I am appalled to hear the Supreme Court decided to grant Hobby Lobby (Sibelius v. Hobby Lobby) the right to exercise their religious beliefs when deciding their company health care plan benefits. In writing for the court, Justice Samuel Alito wrote: “[W]e must decide whether the challenged HHS regulations substantially burden the exercise of religion, and we hold that they do.”

In basing the decision on whether the “regulations substantially burden the exercise of religion,” the court has also allowed all employers to use their religious beliefs to determine who they will hire and who they will accept as customers.

What this means is the owner of the company you work for can decide what health care benefits you are entitled to based on the owner’s religious beliefs.

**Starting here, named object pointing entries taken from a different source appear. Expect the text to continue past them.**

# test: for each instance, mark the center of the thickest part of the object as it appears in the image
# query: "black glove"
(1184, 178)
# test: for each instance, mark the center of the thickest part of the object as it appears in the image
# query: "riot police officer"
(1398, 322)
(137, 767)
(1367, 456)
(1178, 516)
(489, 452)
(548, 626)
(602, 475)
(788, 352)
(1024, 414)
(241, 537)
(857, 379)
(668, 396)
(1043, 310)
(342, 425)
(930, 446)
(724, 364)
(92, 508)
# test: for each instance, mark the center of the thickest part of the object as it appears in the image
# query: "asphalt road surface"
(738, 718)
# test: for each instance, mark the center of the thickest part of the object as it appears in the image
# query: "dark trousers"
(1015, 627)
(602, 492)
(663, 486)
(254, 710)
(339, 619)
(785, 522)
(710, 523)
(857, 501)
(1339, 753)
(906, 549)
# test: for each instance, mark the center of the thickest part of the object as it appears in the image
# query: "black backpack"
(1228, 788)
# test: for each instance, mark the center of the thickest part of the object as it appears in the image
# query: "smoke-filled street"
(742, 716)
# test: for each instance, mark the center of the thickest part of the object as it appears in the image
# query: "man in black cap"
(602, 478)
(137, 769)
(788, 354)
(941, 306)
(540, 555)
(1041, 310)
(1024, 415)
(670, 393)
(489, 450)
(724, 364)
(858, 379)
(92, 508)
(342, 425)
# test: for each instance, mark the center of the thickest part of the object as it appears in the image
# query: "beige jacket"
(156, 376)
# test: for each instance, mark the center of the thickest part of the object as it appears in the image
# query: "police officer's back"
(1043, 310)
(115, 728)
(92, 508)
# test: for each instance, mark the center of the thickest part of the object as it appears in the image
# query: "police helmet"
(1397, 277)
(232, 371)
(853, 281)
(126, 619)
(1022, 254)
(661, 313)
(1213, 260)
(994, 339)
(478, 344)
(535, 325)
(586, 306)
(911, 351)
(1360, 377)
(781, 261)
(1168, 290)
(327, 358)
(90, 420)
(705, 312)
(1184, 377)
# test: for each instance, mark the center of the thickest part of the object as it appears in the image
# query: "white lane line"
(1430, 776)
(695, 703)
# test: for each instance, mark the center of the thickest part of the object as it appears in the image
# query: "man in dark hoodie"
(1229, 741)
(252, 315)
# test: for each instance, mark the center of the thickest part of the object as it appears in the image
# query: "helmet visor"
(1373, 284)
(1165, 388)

Work for someone whose religious beliefs do not support contraception and you will no longer have contraception coverage. Work for someone whose religious beliefs do not allow transfusions and will no longer have transfusion coverage. Work for someone who believes prayer is the answer and you may no longer have any health care benefits at all.

Work for someone who believes every word in the bible is God’s word and working women may be fired, because Titus 2.5 says that women need “to be discreet, chaste, keepers at home, good, obedient to their own husbands, that the word of God be not blasphemed.”

In other words, women should stay at home.

If employing gay people or serving them as customers is contrary to the company/hotel/motel/restaurant owners religious beliefs, you will be legally out of luck.

The court’s decision is about denying reproductive rights to women but because the decision is based on the employer being able to exercise their individual religious beliefs, all of the above can be done.